批判的分析に関して「的確」というのは、現状を客観的に分析するに際して、「エクセレンス」概念がそのイデオロギー的な性格を暴露するところまで徹底的に議論を進めることによって、この「空疎な概念」に批判的な射程をもたせたからであり、

「おおむね」というのは、その批判的射程が厳密に(とりわけ特殊日本的に)どこまで届きうるものなのか、未だ判然としないところも残るからである。

もう少し時間があれば議論を深めたかったのは、むしろ後半部について、とりわけ「不同意の共同体」や「大学をめぐる信の問い」の真の射程についてであった。

3.商業主義(commercialism)と消費者主義(consumerism)

 エクセレンスを量的一元化志向と捉えるとしても、大学によって追求するエクセレンスは質においても量においても異なる。
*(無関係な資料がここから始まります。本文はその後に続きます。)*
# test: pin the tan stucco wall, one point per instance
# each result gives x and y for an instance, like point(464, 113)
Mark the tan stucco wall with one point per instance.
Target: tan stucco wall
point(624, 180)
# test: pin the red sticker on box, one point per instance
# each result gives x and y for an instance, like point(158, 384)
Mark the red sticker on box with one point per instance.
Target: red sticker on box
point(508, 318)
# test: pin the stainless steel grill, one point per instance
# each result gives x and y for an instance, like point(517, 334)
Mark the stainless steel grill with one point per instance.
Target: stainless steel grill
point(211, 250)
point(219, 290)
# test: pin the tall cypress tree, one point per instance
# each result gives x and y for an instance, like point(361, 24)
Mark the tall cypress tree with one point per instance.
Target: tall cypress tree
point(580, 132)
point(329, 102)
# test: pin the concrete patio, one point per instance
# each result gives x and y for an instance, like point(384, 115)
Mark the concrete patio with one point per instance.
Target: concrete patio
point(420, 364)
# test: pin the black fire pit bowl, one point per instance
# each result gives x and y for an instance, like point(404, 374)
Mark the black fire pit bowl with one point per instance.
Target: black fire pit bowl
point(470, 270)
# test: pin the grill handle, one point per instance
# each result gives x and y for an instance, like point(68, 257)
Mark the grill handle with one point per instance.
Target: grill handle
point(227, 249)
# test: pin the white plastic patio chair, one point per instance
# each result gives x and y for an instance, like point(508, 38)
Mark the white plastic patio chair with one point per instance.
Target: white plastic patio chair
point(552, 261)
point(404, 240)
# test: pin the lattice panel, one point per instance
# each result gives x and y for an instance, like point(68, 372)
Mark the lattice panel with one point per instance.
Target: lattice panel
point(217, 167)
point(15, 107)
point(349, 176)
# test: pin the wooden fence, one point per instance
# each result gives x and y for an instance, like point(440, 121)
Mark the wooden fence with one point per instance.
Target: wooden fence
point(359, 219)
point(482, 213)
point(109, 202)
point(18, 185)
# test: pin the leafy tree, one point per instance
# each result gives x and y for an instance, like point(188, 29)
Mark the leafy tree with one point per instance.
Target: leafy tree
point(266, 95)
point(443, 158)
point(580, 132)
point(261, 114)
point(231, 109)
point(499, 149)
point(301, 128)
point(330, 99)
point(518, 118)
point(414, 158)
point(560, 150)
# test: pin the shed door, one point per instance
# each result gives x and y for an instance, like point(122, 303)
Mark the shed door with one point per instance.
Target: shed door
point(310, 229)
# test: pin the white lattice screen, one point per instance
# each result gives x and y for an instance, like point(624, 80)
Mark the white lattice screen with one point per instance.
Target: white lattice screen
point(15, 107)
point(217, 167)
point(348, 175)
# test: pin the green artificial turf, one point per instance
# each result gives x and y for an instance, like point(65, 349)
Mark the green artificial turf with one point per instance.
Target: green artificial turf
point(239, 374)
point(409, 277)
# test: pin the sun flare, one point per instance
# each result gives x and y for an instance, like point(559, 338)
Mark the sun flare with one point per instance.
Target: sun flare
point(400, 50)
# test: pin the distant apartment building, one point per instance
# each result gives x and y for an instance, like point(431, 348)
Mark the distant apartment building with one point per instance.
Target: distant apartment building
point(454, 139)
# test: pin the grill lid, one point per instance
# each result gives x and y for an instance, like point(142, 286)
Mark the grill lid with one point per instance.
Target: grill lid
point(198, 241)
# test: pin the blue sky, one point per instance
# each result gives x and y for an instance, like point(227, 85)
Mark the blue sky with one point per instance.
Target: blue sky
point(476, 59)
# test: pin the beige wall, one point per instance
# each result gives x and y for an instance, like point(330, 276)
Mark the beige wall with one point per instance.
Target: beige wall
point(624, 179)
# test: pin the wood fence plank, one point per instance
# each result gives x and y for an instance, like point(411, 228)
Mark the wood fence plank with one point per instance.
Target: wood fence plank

研究における学問的エクセレンスを追求する姿勢が文科省によって奨励・推進されるという事態と、「即戦力」教育・資格取得を強調することで少しでも多くの学生を囲い込もうとする事態は、まったく同じ事態の裏表ではないように思われる。

では、前者は国際競争における生き残りを賭けた闘いであり、後者は少子化を踏まえ生き残りを模索する闘いであると定義できるだろうか。これについてはもう少し考えてみる必要がある。

エクセレンスの「本性の差異」に対して、あらゆる大学を貫く傾向、「差異の本性」として指摘できるのは、学生や学費を払う親を「消費者」として位置づける消費者主義の蔓延ではないだろうか。周知のように、オープン・キャンパスなどの試みはすべて、学生獲得競争の一端にほかならない。


企業の研究職社員、学士の3割期待外れ…文科省調査
10月30日13時42分配信 読売新聞

 研究職で採用した社員が「期待を上回った」と考える企業は1~2%程度にとどまっていることが、文部科学省の調査でわかった。

 「期待はずれだった」とする企業の割合も、大学の学部卒者(学士)で3割にのぼるなど、企業に利益をもたらす新規事業や新製品開発を担う中心的な人材として採用されながら、期待に沿えない企業研究者が相当数いることが浮き彫りになった。

 調査は今年2~3月、研究開発を行う資本金10億円以上の企業1791社を対象に実施。過去5年間に採用した学士、大学院の修士、博士の各課程修了者、博士号を取得済みの「ポストドクター(ポスドク)」の四つに分けて、研究者の資質などを聞いた。有効回答は896社。